Önünde durduğum kapının zilini çalıp derin bir nefes aldım. Kapının açılmasıyla tuttuğu çikolata kabıyla gülümseyen Caner'e baktım.

"Tam zamanında geldin Deren. Buz devrini açmıştım bende. Beraber izleriz" diyerek neşeyle konuştu.

"Sana anlatmam gereken bir şey var Caner" önce yüzümü inceleyip.daha sonra ise kaşları iyi şeyler olmadığını anlayıp çatılmıştı.

"O hanzo kılıklı herif seni üzdü kesin. Ben dedim sana o kadar ben sana daha iyilerini bulurum" diyerek söylenmişti.

"Demir hanzo değil bir kere. O çok kibar birisi"

"Ay hemende savun laf söyletme" diyerek cevaplamıştı beni."Neyse içeri gelde içeride konuşmaya devam ederiz. Hava buz gibi."

Olumlu anlamda kafamı sallayıp ayakkabılarımı çıkararak salona geçip koltuklardan birine oturdum.

"Ne oldu?" Diyerek karşımdaki koltuğa oturup merakla bana bakmıştı.

"Melis yapmış" diyerek üzüntüyle konuştum.

"Neyi Melis yapmış?"

"Savaş" diyerek cevaplayıp dudaklarımı gergin olduğumu belli edercesine ısırdım.

"Parça parça anlatmasana kızım. Düzgün açıkla" diyerek kanepe yastığını bana fırlatmasıyla kaşlarımı çattım. "Bakma öyle düzgün anlat sende"

"Peki o halde anlatıyorum" diyerek sıkıntılı bir nefes verdim. Anlatması gerçektende çok zordu.

"Savaş'a çarpan kişi Melis'miş" dememle şok olan Caner'e baktım.

Ayağa kalkıp ellerini çenesine koyup gergince sağa sola yürümeye başladı. Birden durup bana bakarak konuşmak için ağzını araladı fakat konuşamayarak tekrardan susup gergince durdu.

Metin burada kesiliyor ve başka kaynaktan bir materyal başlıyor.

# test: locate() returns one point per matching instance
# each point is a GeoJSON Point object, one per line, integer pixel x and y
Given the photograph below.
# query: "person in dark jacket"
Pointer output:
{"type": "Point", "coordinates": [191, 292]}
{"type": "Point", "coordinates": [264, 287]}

"Nasıl olur?" Diyerek sonunda konuşan Caner'e baktım.

"Tuna'da onun yanındaymış o söyledi. Hatta Tuna gidip itiraf ederek özür dilemiş fakat Melis bunu saklamış" diyerek cevapladım onu.

"Bu kız nasıl senin kardeşin olabilir gerçekten inanamıyorum" diyerek yüzünü buruşturdu. Aynı şeyi bende düşünüyordum açıkçası. Benim tam zıtım olan bir ikiz kardeşe sahiptim.

"Bunu itiraf etmesi gerekiyor" diyerek konuşmuştu.

"Evet uyandığı zaman babamla beraber karakola gidip itiraf edecekler"

"Anne ve babanada söyledin o zaman durumu" demesiyle olumlu anlamda kafamı salladım.

"Öğrendikleri zaman ne Savaş nede Demir yüzümüze bakmayacak" diyerek üzüntülü olduğu belli olan sesiyle ona bakıp sessizce kafamı eğdim.

"Bunu düşünmek bile adamı bu hale sokuyorsa öğrendikleri anı düşünemiyorum bile" diyerek konuşmaya devam etmesiyle gergince ofladım.

"Bize hesap soracaklar." Diyerek cevapladım onu "ve ne derse desinler sonuna kadar haklı olacaklar"

"Malesef öyle olacak" diyerek sessizce cevaplamıştı beni.

Kalbimdeki acının gittikçe arttığını hissetmiştim. Bu şey şimdiden böyleyse ileride ne hale geleceğimi şuan düşünmek bile istemiyordum.